Ole Hansen, head of commodity strategy at Saxo Bank, is slightly more optimistic on the gold market for 2015 compared with other analysts.
Hansen told Kitco News that the precious metal could end 2015 around $1,250 an ounce. But prices could struggle in the short term and could even break below the 2014 lows in the coming months, he said.
Hansen urged investors not to rule out gold's safe-haven investment appeal. Safe-haven demand could help the gold market in early 2015 as both the Russian and European economies are in dire straits.
Hansen forecast that gold prices could fall to $1,100 or even $1,080 per ounce at the beginning of 2015 amid sustained pressure from the US dollar. Demand for dollar-denominated commodities such as gold typically weakens on a stronger greenback as it makes the metal more expensive for holders of other currencies, lowering its hedge appeal.
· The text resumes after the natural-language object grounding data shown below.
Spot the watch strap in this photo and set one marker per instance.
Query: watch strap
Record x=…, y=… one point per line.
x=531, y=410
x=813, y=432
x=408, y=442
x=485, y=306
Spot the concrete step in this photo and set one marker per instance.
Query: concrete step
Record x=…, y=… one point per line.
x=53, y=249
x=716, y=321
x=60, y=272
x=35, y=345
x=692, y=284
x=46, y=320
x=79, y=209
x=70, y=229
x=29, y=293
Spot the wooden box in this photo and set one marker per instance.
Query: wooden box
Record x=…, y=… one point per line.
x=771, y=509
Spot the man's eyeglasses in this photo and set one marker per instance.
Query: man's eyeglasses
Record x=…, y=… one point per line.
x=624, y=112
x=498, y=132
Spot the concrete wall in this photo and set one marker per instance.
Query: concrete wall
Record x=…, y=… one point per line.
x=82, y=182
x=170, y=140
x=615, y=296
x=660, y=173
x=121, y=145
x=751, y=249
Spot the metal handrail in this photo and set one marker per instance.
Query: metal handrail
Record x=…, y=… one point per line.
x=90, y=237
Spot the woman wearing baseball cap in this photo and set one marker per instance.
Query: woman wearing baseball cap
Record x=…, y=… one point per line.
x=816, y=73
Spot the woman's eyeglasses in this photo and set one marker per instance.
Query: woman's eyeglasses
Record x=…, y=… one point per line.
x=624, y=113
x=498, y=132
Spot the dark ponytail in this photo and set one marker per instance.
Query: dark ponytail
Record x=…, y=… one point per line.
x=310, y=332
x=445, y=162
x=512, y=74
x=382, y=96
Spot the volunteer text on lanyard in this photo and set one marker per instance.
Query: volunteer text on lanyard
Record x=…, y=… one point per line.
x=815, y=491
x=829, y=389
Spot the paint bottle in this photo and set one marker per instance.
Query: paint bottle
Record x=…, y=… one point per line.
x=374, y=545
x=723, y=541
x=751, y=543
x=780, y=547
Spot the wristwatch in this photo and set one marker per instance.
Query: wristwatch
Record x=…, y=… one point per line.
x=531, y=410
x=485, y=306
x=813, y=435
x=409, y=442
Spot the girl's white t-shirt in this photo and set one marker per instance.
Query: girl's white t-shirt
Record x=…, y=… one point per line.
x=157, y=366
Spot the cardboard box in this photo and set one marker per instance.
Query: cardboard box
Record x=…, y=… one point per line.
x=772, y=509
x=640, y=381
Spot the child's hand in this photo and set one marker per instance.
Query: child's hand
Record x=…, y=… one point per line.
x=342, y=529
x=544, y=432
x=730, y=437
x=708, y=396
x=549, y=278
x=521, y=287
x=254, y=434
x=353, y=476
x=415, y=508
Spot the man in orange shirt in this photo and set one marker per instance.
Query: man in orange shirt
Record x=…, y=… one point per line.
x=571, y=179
Hansen said: "I still think we are going to end higher by [the] end [of 2015].
"Most of the weakness will be seen in the first half of the year, which ties in with the weakness in energy prices."
Gold Ends Lower
US gold futures for delivery in February finished $22.10, or 1.88% higher at $1,196.30 an ounce on 26 December.
However, prices were down 0.04% for the week as a whole. Bullion lost ground in a holiday-shortened week after data showed that US third-quarter GDP expanded at an annual rate of 5%, the most since 2003.
But not everybody believes the American economy is as strong as people perceive it to be.
Peter Schiff, CEO, Euro Pacific Capital, told Kitco last week that too many people believed in what he called a "phony [US] recovery" and warned that a rude awakening was coming when the US Federal Reserve, instead of raising rates, rolls out a QE4 to keep the world's leading economy from slipping back into a recession.